In my past few months of absence on this blog, I went to exactly three places I have never been to before: Negros Occidental, Davao, and Bataan (at least the tourist spots that we went to). Traveling is fun – minus the grueling part where you wait for delayed flights and long trips on buses and/or cars. (On some days, though, I like the long trips because it helps me think.)
I went to Negros Occidental, particularly in Silay, Bulata, and Danjugan Island, because of a trip I won from work (see, hard work really does pay off). In Silay we did a tour of the ancestral homes there, and I learned a lot particularly at the Hofilena’s house because of Sir Ramon. Go there, and he’d make the trip worth it.
After the trip in Silay, we endured this three- to four-hour car ride to Punta Bulata, which is virtually paradise, especially if you want to disconnect from everything. I say this because there is little to almost no signal in this area, which could work to your advantage as well. This scene welcomed us, which made me love the place:
It has calm clear waters and white (or should I say coral-ly) sand. And to top it off: the place is a bit private. There were some families who do day trips to the resort, but during the nights, it was mostly us and a handful of other guests which is less than 30. It’s a happy place if you enjoy the peace and quiet. And sunsets like this:
Honestly, I only thought sunsets like that existed in the wallpapers that came with laptops or in Boracay. I was glad to be wrong about this, because Punta Bulata has one of the most gorgeous sunsets I’ve ever seen.

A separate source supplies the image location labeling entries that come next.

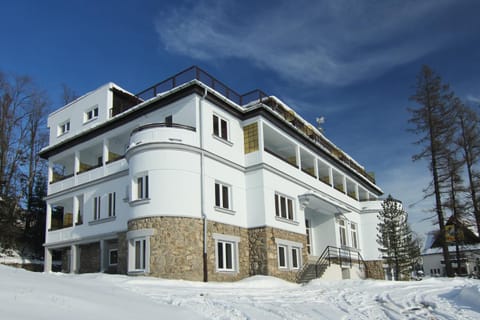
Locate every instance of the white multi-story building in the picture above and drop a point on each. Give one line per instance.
(191, 180)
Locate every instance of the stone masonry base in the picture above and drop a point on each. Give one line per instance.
(176, 249)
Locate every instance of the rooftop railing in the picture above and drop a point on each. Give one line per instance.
(257, 95)
(195, 72)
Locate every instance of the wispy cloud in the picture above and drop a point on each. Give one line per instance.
(473, 99)
(315, 42)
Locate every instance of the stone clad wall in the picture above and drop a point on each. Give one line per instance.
(122, 266)
(375, 269)
(176, 249)
(272, 253)
(89, 257)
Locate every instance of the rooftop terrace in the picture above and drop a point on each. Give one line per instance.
(250, 99)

The highlight of the trip was Danjugan Island, a marine reserve about ten to fifteen minutes away from Punta Bulata. Trips to this island need to be pre-arranged as only forty people are allowed on the island at a time. Since it is also a reserve, you are not allowed to take anything from the island (so no, if you’re like me who likes shells for keepsakes, hands off), and you also have to conserve the amount of freshwater that you use (one pail of freshwater per person). The waters too are gorgeous at this place, and Mang Ruben, our guide, is entertaining, fun, and informative. We also got to see the tabon bird, an eagle, and a couple of orioles. We heard bats, saw big crawling crabs right behind the cabana where we stayed overnight, and met a lot of mosquitoes (so bring your repellants aside from your sunblock).